Deceased donor kidney degradomics indicate cytoskeletal proteolytic alterations impact post-transplant function.
Vaughan RH., Kresse J., Farmer L., Thezenas M., Kessler BM., Lindeman JHN., Sharples EJ., Welsh G., Norregaard R., Ploeg RJ., Kaisar ME.
Background. In brain death, cerebral injury contributes to systemic biological dysregulation, causing significant cellular stress in donor kidneys that adversely impacts the quality of grafts. Here, we hypothesized that DBD kidneys may undergo proteolytic processes that renders grafts susceptible to post-transplant dysfunction. Material & Methods. Using mass spectrometry and immunoblotting analyses, we profiled degradation patterns of cytoskeletal proteins in deceased (n=55) and living (n=10) donor kidneys. Results. We found that in DBD kidneys, key podocyte cytoskeletal proteins had been proteolytically cleaved. Generated degradation profiles were independent to donor related demographic and clinical factors but were associated to suboptimal post-transplant function. Strikingly, α-actinin -4 and Talin-1 degradation profiles were not observed in circulatory-death or living-donor kidneys. As Talin-1 is a specific proteolytic target of Calpain-1, we investigated a potential trigger of Calpain activation and Talin-1 degradation using ex-vivo precision-cut human kidney slices and in-vitro immortalised human podocytes.

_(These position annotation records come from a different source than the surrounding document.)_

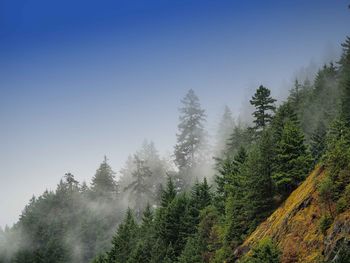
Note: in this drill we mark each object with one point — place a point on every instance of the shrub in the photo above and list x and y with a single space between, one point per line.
325 223
265 252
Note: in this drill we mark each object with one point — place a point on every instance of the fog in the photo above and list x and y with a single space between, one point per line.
100 98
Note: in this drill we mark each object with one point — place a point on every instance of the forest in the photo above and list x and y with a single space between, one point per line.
201 205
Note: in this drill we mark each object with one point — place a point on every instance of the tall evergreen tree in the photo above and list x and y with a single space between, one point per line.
103 183
228 180
264 105
139 187
168 194
124 240
191 136
292 162
224 131
345 82
258 183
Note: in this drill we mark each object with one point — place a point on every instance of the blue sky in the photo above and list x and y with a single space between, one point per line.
80 79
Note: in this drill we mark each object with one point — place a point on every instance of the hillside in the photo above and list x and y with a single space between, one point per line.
295 226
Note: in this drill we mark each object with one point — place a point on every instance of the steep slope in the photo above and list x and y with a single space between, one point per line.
295 226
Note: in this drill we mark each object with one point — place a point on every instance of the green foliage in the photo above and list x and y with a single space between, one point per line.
192 251
265 252
191 136
264 105
292 161
168 194
139 187
345 82
103 183
258 184
325 222
125 240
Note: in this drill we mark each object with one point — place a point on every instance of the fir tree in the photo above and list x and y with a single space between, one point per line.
139 187
168 194
191 135
345 82
225 129
293 161
124 240
103 183
257 181
264 105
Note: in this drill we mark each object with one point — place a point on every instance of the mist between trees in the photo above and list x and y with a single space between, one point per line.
160 209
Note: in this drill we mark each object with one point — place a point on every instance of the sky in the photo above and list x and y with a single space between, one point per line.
84 79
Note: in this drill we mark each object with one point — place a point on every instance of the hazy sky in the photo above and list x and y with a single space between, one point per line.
80 79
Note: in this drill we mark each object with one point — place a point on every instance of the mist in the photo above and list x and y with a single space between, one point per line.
102 105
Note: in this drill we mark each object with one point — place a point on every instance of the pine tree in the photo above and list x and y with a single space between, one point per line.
168 194
192 251
318 142
293 161
124 240
258 185
103 183
264 106
225 129
226 181
345 82
139 187
191 136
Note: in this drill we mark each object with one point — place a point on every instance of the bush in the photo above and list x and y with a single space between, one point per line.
325 223
265 252
341 205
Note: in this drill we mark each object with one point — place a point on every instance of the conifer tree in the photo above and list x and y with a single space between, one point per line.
258 185
124 241
318 142
293 161
264 107
103 183
345 82
228 179
139 187
191 136
225 129
168 194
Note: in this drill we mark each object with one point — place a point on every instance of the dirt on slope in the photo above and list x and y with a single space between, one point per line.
295 226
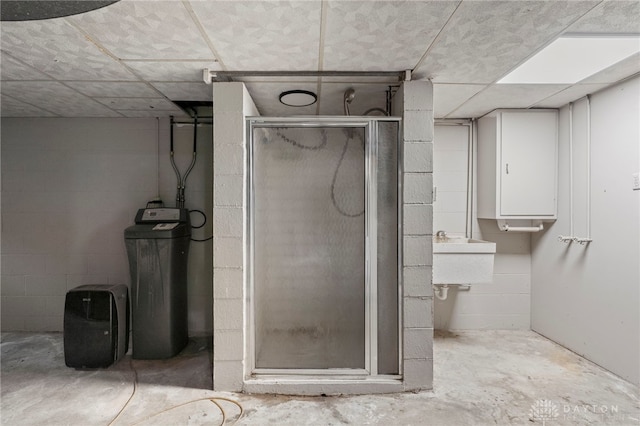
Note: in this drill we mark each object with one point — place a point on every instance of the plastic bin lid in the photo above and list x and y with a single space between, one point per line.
158 230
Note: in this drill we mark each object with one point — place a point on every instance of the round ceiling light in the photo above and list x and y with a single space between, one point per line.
298 98
34 10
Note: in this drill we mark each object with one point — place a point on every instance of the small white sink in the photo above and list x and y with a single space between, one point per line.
459 260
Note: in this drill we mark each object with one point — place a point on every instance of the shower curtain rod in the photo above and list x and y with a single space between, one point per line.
209 75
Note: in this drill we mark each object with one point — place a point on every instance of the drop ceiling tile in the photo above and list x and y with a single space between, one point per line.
266 96
56 98
265 36
447 97
617 72
143 29
107 89
505 96
570 94
381 35
12 69
186 91
171 70
277 79
610 17
486 39
391 81
140 104
59 50
10 107
153 113
367 96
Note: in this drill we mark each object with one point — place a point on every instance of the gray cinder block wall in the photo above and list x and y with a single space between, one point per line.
414 102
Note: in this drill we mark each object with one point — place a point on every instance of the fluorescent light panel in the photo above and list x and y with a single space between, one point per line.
571 59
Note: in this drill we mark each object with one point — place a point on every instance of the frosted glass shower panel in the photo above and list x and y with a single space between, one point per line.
309 247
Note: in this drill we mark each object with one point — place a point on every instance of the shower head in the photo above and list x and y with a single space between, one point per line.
349 94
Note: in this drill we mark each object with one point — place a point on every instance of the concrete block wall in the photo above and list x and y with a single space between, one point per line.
414 102
70 188
231 104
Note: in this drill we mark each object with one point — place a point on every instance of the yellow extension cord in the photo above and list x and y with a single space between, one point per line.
211 398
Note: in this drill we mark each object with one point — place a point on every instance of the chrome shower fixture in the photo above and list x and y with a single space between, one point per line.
349 94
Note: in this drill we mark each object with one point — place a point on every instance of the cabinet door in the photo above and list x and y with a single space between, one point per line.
528 164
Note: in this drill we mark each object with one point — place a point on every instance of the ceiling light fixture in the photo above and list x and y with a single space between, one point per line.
571 59
298 98
34 10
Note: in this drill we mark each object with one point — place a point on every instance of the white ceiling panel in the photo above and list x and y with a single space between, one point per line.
56 48
611 16
274 35
134 51
267 98
276 79
186 91
505 96
132 29
139 104
381 35
12 69
617 72
486 39
15 108
131 113
448 97
570 94
171 70
115 89
56 98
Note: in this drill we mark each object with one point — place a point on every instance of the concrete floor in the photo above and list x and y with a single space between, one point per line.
481 377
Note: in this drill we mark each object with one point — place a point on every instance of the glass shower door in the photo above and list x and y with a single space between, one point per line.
308 227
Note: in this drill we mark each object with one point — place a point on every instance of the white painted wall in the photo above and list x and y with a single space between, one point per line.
505 302
587 298
69 189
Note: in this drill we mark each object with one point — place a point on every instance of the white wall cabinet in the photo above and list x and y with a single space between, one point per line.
518 164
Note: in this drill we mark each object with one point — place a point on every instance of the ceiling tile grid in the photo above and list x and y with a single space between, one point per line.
139 104
57 49
505 96
106 89
56 98
569 94
185 91
486 39
186 70
381 35
10 107
12 69
132 29
610 17
451 96
154 51
263 35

Notably, we found that Transforming-Growth Factor-β (TGF-β) activated Calpain-1 and proteolytically cleaved Talin-1 to generate distinct peptide fragments. These peptide fragments were of similar size and matched the degradation patterns observed in DBD kidneys. Talin-1 degradation was prevented in-vitro by Calpain-1 inhibition. Conclusions. Here, we provide initial evidence that DBD kidneys are susceptible to cytoskeletal protein degradation that impacts posttransplant kidney function. Subsequent studies should aim to further investigate the link between brain death and activation of proteolytic pathways exploring new therapeutic opportunities.